His life and business have worked out, one way or another. Besides Sundays, he has closed once - for a week after the death of his wife of 45 years. "I've never had one serious injury up here and not even a fight," he says.
And when will Doug end his run, stop driving in from Hurst, leave the neighborhood now thick with vacant buildings and parking lots - one he once shared with the Statler Hilton Hotel, restaurants, an Elks lodge, union hall, formal wear shop and others long gone?
"Hell, I might be here two or three more years. Who knows?" he says. But then the gym "keeps me exercising. It gets me out of bed in the morning. What else am I going to do?"

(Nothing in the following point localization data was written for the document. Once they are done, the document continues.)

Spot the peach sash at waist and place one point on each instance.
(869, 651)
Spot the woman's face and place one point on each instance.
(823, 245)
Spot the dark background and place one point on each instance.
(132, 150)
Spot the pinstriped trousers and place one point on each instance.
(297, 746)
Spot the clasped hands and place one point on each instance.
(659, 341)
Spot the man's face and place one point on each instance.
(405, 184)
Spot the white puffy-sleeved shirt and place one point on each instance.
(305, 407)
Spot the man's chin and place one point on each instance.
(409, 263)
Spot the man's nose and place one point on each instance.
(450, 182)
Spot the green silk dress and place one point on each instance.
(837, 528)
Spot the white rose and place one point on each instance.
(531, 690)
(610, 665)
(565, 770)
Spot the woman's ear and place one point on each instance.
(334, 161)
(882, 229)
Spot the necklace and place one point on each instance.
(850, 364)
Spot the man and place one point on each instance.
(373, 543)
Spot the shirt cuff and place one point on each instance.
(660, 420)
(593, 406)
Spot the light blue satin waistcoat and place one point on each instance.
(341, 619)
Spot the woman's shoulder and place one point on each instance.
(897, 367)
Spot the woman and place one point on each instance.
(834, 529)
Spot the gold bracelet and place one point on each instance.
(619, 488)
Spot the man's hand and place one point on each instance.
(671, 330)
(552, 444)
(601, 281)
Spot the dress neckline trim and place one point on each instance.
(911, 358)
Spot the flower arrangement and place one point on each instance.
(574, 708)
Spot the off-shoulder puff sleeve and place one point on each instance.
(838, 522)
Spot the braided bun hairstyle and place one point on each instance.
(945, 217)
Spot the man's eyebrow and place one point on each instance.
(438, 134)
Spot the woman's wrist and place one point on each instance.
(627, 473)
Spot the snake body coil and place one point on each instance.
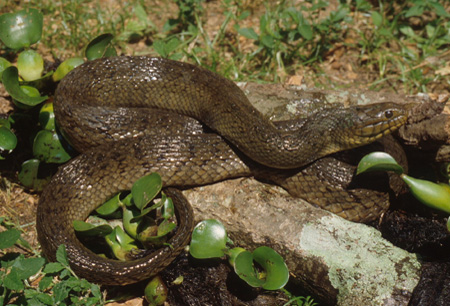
(106, 108)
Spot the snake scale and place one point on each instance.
(106, 109)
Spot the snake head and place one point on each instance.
(367, 123)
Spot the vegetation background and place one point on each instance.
(399, 46)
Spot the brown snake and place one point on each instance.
(106, 110)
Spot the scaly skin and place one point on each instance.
(105, 108)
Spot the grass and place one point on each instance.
(393, 45)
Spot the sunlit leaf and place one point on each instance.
(209, 239)
(146, 189)
(434, 195)
(156, 291)
(21, 29)
(65, 67)
(30, 65)
(100, 47)
(378, 161)
(48, 147)
(10, 80)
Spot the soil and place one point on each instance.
(342, 68)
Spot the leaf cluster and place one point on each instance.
(32, 281)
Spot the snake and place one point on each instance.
(206, 131)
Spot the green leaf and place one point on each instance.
(28, 266)
(434, 195)
(243, 266)
(100, 47)
(90, 230)
(13, 282)
(4, 63)
(156, 291)
(168, 210)
(53, 267)
(277, 273)
(65, 67)
(121, 244)
(30, 65)
(48, 147)
(10, 80)
(8, 139)
(47, 116)
(165, 48)
(233, 253)
(209, 239)
(32, 175)
(377, 19)
(378, 161)
(248, 33)
(8, 238)
(21, 29)
(46, 281)
(146, 189)
(306, 31)
(61, 255)
(131, 222)
(415, 10)
(110, 206)
(439, 9)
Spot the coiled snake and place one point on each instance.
(106, 110)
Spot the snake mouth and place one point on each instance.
(381, 124)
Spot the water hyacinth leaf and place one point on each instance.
(209, 239)
(146, 189)
(110, 206)
(29, 91)
(100, 47)
(132, 223)
(243, 266)
(431, 194)
(128, 200)
(27, 267)
(156, 291)
(168, 210)
(48, 147)
(47, 116)
(5, 122)
(121, 244)
(30, 65)
(166, 227)
(378, 161)
(10, 80)
(148, 235)
(90, 230)
(8, 238)
(4, 63)
(233, 253)
(65, 67)
(34, 176)
(277, 273)
(8, 140)
(21, 29)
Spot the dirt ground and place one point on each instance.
(341, 68)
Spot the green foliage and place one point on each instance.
(209, 240)
(156, 291)
(30, 281)
(146, 223)
(436, 196)
(21, 29)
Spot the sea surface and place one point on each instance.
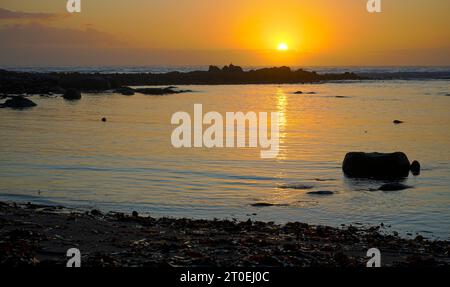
(60, 152)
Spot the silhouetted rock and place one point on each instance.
(321, 192)
(394, 187)
(415, 168)
(126, 91)
(295, 186)
(18, 102)
(56, 83)
(376, 165)
(160, 91)
(213, 69)
(262, 204)
(72, 94)
(232, 69)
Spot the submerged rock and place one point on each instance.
(18, 102)
(321, 192)
(295, 186)
(126, 91)
(376, 165)
(72, 94)
(262, 204)
(160, 91)
(394, 187)
(415, 168)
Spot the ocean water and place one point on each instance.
(61, 153)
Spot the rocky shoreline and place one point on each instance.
(37, 235)
(58, 83)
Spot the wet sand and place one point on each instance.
(36, 235)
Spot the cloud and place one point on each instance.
(35, 35)
(6, 14)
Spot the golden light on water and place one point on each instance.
(281, 105)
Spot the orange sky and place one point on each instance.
(246, 32)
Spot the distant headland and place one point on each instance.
(54, 83)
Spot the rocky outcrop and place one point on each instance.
(72, 95)
(18, 102)
(376, 165)
(56, 83)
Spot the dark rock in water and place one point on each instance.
(213, 69)
(96, 212)
(394, 187)
(160, 91)
(295, 186)
(72, 94)
(126, 91)
(415, 168)
(18, 102)
(232, 69)
(376, 165)
(321, 192)
(262, 204)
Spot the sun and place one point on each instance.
(282, 47)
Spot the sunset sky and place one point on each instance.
(245, 32)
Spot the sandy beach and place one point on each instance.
(38, 235)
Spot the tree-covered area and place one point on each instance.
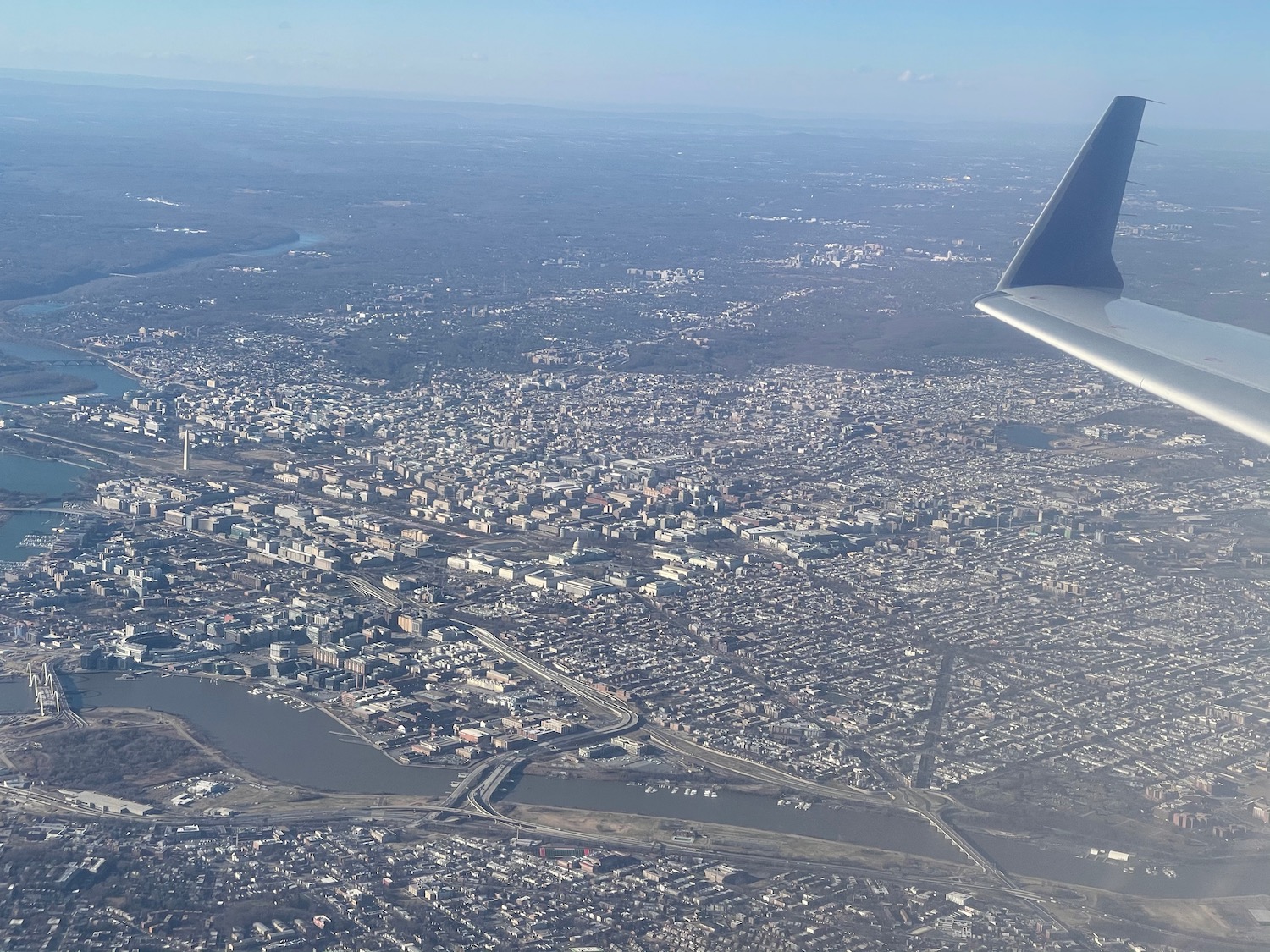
(122, 762)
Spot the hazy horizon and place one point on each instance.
(912, 63)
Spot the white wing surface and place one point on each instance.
(1063, 287)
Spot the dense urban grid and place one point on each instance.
(620, 597)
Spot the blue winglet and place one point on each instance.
(1071, 241)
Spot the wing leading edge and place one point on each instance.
(1063, 287)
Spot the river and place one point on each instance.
(48, 479)
(108, 380)
(309, 748)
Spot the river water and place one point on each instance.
(309, 748)
(47, 479)
(108, 380)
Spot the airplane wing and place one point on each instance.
(1063, 287)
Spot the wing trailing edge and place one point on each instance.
(1063, 287)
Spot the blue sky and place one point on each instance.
(917, 60)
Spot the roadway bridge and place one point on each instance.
(50, 693)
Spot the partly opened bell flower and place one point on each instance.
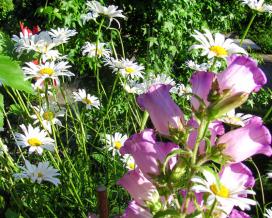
(134, 210)
(242, 143)
(163, 111)
(140, 188)
(146, 152)
(227, 90)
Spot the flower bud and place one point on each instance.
(225, 104)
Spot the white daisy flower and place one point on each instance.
(127, 68)
(44, 45)
(61, 35)
(48, 117)
(90, 50)
(237, 119)
(131, 69)
(42, 172)
(268, 213)
(35, 139)
(131, 86)
(48, 70)
(216, 46)
(226, 191)
(129, 161)
(39, 88)
(90, 101)
(258, 5)
(181, 89)
(115, 142)
(96, 9)
(269, 175)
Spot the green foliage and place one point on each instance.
(6, 6)
(11, 75)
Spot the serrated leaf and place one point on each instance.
(12, 75)
(11, 214)
(1, 111)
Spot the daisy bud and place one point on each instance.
(163, 111)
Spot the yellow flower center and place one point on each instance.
(129, 70)
(117, 145)
(34, 142)
(222, 191)
(219, 51)
(131, 165)
(87, 101)
(46, 71)
(99, 52)
(48, 115)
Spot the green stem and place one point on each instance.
(96, 52)
(202, 130)
(267, 114)
(247, 29)
(212, 208)
(144, 120)
(260, 179)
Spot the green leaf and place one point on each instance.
(11, 214)
(1, 111)
(12, 75)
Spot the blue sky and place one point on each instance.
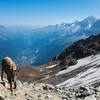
(45, 12)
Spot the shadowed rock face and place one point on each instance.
(80, 49)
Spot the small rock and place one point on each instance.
(19, 83)
(91, 97)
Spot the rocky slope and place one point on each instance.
(41, 91)
(79, 49)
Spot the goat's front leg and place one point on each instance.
(2, 75)
(10, 81)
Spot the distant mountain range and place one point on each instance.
(38, 46)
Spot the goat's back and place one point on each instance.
(8, 65)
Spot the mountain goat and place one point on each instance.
(11, 70)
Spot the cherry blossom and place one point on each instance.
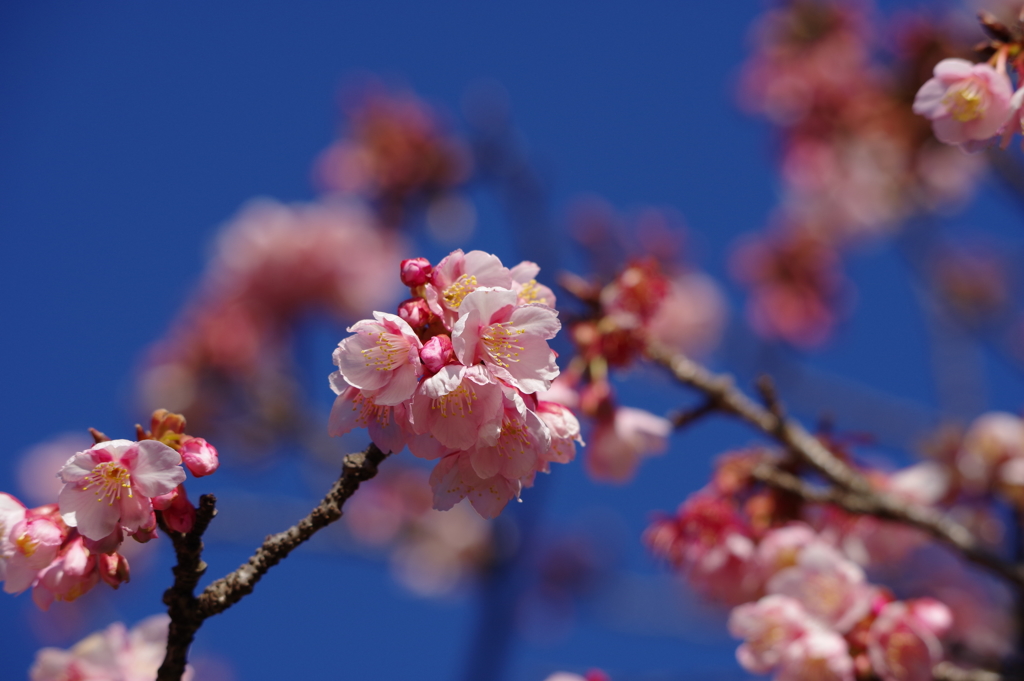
(112, 483)
(965, 101)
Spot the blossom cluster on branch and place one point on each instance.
(457, 376)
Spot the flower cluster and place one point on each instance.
(111, 491)
(115, 653)
(796, 571)
(456, 376)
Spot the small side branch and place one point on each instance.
(180, 599)
(188, 611)
(852, 492)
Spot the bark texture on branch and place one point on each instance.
(852, 491)
(188, 611)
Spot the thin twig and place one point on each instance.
(852, 488)
(188, 611)
(949, 672)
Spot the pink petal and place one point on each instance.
(158, 469)
(92, 515)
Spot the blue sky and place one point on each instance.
(129, 131)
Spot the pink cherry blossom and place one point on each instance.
(112, 654)
(965, 101)
(781, 546)
(11, 513)
(383, 356)
(900, 646)
(512, 451)
(617, 447)
(358, 409)
(768, 627)
(72, 575)
(830, 588)
(199, 457)
(437, 352)
(454, 478)
(112, 483)
(456, 405)
(526, 287)
(511, 340)
(415, 271)
(458, 275)
(818, 655)
(37, 541)
(564, 429)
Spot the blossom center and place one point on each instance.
(500, 343)
(109, 479)
(385, 353)
(458, 402)
(459, 289)
(968, 102)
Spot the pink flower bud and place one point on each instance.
(416, 312)
(114, 568)
(178, 512)
(436, 353)
(416, 271)
(199, 457)
(147, 530)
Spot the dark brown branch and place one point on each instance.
(188, 611)
(180, 599)
(949, 672)
(852, 492)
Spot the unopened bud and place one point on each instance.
(416, 312)
(437, 352)
(114, 568)
(199, 456)
(167, 427)
(416, 271)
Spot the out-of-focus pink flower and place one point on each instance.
(780, 548)
(527, 289)
(112, 483)
(795, 283)
(965, 101)
(11, 513)
(199, 457)
(617, 447)
(818, 655)
(395, 151)
(900, 646)
(830, 588)
(992, 439)
(112, 654)
(383, 356)
(691, 315)
(768, 627)
(415, 271)
(36, 542)
(711, 544)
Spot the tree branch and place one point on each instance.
(188, 611)
(854, 493)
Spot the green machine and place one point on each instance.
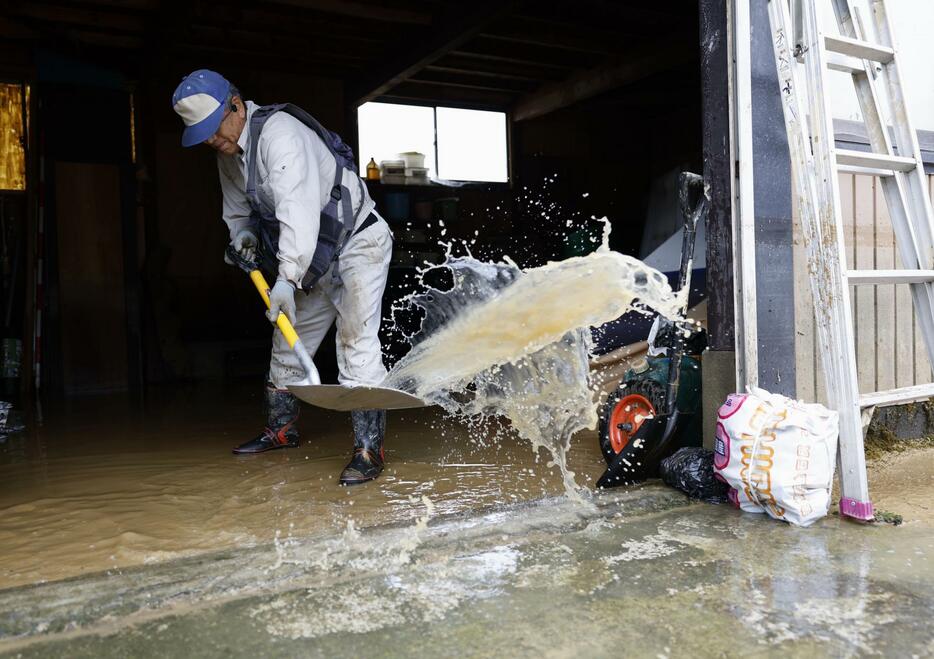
(656, 408)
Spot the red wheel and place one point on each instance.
(624, 412)
(625, 419)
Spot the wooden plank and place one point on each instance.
(922, 363)
(615, 73)
(864, 306)
(805, 350)
(718, 174)
(897, 396)
(886, 336)
(361, 10)
(90, 253)
(456, 27)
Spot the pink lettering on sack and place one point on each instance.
(731, 405)
(721, 448)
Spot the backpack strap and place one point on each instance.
(333, 233)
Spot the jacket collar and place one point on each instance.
(244, 141)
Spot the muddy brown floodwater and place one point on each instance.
(102, 486)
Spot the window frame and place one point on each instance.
(26, 88)
(497, 185)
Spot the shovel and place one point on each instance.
(310, 389)
(282, 322)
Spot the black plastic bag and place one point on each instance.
(690, 469)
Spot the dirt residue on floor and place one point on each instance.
(901, 482)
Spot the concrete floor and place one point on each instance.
(487, 563)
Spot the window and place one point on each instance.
(13, 99)
(459, 145)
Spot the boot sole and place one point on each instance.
(349, 483)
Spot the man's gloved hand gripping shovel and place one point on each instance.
(282, 322)
(310, 389)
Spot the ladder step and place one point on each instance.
(897, 396)
(851, 65)
(864, 171)
(875, 160)
(860, 49)
(889, 276)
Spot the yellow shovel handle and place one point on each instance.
(282, 321)
(285, 326)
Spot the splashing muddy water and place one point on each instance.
(516, 344)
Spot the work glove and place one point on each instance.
(245, 244)
(281, 299)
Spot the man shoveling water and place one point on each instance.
(293, 201)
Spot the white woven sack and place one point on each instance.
(778, 455)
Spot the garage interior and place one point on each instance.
(603, 100)
(142, 354)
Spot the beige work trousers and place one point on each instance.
(350, 293)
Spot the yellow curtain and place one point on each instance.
(12, 138)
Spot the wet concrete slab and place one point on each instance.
(639, 573)
(143, 537)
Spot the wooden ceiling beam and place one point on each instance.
(557, 39)
(614, 74)
(360, 10)
(462, 84)
(468, 71)
(541, 55)
(449, 31)
(496, 59)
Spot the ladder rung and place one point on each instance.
(875, 160)
(859, 49)
(889, 276)
(838, 62)
(897, 396)
(864, 171)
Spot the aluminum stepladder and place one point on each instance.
(804, 52)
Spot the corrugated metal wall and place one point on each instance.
(889, 350)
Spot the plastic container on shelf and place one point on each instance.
(396, 207)
(446, 209)
(412, 159)
(392, 171)
(422, 210)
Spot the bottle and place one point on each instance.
(372, 171)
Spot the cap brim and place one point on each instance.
(199, 132)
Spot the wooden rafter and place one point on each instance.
(455, 28)
(589, 83)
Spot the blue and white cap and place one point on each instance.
(199, 100)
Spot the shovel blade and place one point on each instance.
(343, 398)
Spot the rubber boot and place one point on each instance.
(369, 428)
(280, 432)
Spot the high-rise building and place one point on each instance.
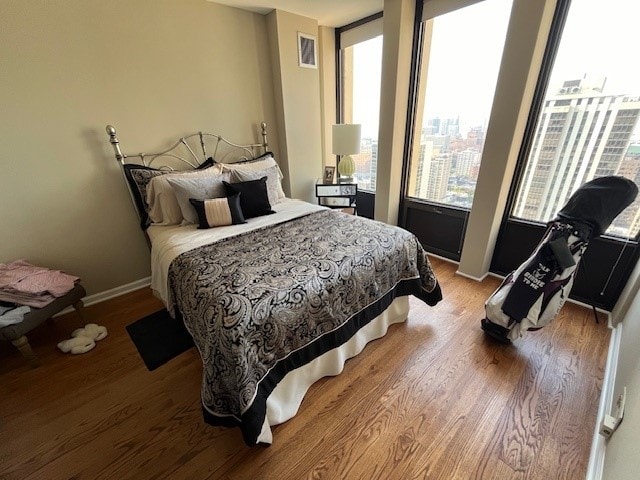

Who knows how his part of downtown will change in two or three or more years. "That's all right. That's good," he says of the projects now taking shape. "They've got to clean it up a little bit, and it might get better as time goes on. But if you've been down here as long as I have, you've heard this story a thousand times."
Turning his attention to some building at hand, Doug watches J.R. Martinez, lying on a bench, muscle his way through another round with 65-pound dumbbells.
"When he goes over 12 reps, I add weight," he says, counting each lift aloud. "Ten ... Eleven ... Twelve. Come on, J.R., you've got a record. Let's go."
Address: 2010 Commerce St. in downtown Dallas
Hours: 11 a.m. to 8:30 p.m. Monday through Friday, 11 a.m. to 6 p.m. Saturdays.
Cost: Members pay $250 for six months. Training fees vary depending on a person's physical condition and gym experience.